[members at lugog] Introduction

Ian Dickinson i.j.dickinson at gmail.com
Sun Nov 21 21:55:26 UTC 2010


Hi MJ,

On Sun, Nov 21, 2010 at 11:18 AM, MJ Ray <mjr at phonecoop.coop> wrote:
> Mark Fraser wrote:
>> On Sunday 21 Nov 2010 08:19:36 Sean Miller wrote:
>> > http://www.omgubuntu.co.uk/2010/11/unity-to-embrace-wayland-display-server/
>> >
>> > For those "more in the know" what would this mean to the non-techy
>> > user?  Would they see much difference in terms of "user experience"
>> > (barring "less flicker" or whatever) or is this just similar to the
>> > various different sound drivers that exist or proFTP vs.
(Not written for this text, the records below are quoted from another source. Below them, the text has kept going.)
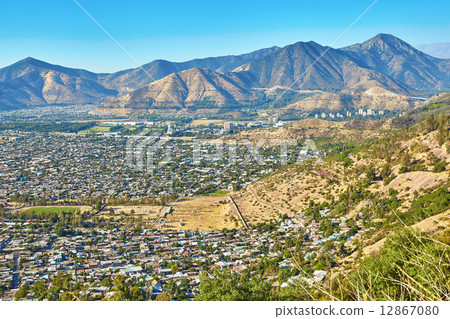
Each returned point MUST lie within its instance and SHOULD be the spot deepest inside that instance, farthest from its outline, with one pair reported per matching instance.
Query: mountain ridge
(382, 61)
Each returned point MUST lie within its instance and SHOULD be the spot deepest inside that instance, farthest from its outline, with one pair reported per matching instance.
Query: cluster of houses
(152, 258)
(60, 166)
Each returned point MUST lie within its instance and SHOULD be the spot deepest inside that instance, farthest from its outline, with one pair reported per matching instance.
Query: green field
(53, 209)
(95, 130)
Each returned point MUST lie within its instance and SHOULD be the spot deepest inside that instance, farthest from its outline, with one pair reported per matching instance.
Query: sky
(59, 32)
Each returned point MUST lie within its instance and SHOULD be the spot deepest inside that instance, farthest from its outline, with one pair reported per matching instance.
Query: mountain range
(383, 61)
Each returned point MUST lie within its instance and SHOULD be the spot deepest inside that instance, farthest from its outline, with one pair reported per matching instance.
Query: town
(90, 254)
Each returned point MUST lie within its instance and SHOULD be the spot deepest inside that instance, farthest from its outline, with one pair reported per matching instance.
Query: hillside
(382, 63)
(310, 66)
(402, 62)
(126, 81)
(31, 82)
(406, 165)
(188, 88)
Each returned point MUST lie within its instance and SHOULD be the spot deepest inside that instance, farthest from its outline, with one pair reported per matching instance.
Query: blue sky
(60, 32)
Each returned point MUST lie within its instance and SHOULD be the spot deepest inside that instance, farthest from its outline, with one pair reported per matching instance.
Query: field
(219, 192)
(95, 129)
(56, 209)
(202, 213)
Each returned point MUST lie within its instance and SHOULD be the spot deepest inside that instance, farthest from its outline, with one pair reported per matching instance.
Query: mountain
(125, 81)
(187, 88)
(310, 66)
(383, 61)
(402, 62)
(31, 82)
(439, 50)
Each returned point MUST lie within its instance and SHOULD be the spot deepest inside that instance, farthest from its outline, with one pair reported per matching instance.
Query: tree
(228, 286)
(22, 292)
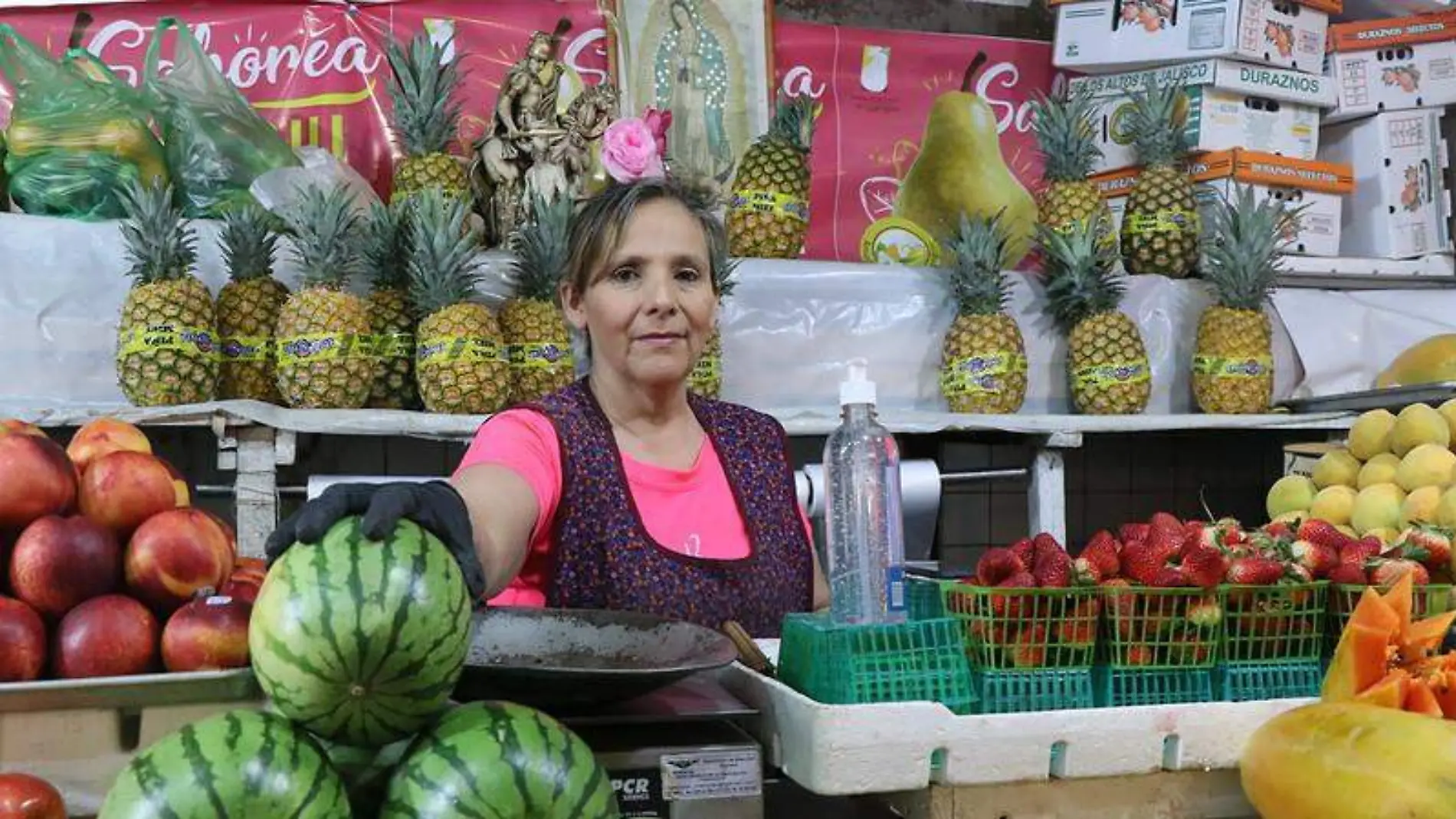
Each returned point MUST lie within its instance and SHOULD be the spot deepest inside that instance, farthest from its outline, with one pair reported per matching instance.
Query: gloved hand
(435, 505)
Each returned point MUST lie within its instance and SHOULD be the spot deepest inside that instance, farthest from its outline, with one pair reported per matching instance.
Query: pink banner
(877, 87)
ANO?
>>
>> The only thing that concerns me at the moment is that Wayland is incompatible
>> with the proprietary drivers from Nvidia and AMD. Nvidia have also said that
>> they have no plans to make drivers compatible with Wayland.
>
> I'm not so concerned about that.  Proprietary drivers are a bug.
> What does concern me is the idea of running X applications through
> a compatibility layer.  Won't that be slower, or does the better
> performance of the lighter-weight Wayland compensate for it?
>
> I found this interesting in the quote from Mark Shuttleworth: "We
> don't believe X is setup to deliver the user experience we want, with
> super-smooth graphics and effects."  It says "we want".  I'm not so
> sure most users care about graphic bling as long as the user interface
> doesn't suck.
I call false premise. Smoother graphics performance for "most users"
(and we have to be careful about how we measure that group) isn't
about operating system graphic bling. At that level of description, I
don't think most users care - or even notice. Indeed, there was a
report earlier this year (but I can't find the citation, sorry) that a
majority of people surveyed did not actually know the difference
between an operating system, a web browser and Google. In terms of
behaviour, what "most people" want is - in my view - (i) smooth
streaming video when they're watching youtube videos or TV/movies on
demand, and (ii) games that play well (noting that gaming is a bigger
market than movies now [1]). I read between the lines that
Shuttleworth et al are saying that the architecture of X Windows -
which is pretty ancient now - doesn't allow them to optimise for the
things the mass market care about. We can argue about whether *we*
form part of the mass market, but it's hard to blame a company for
looking to broaden the market appeal of its core product.

> And good as the user interface is, even the most
> enthusiastic supporter should admit it still sucks in a few ways (but
> sucks less than alternatives).
I love my Linux desktop, but I'm not sure that, on the whole, it sucks
less than the Mac interface. Pound-for-pound it wins hands down, of
course :)

But again, what sucks for one community may be just right for another, and vv.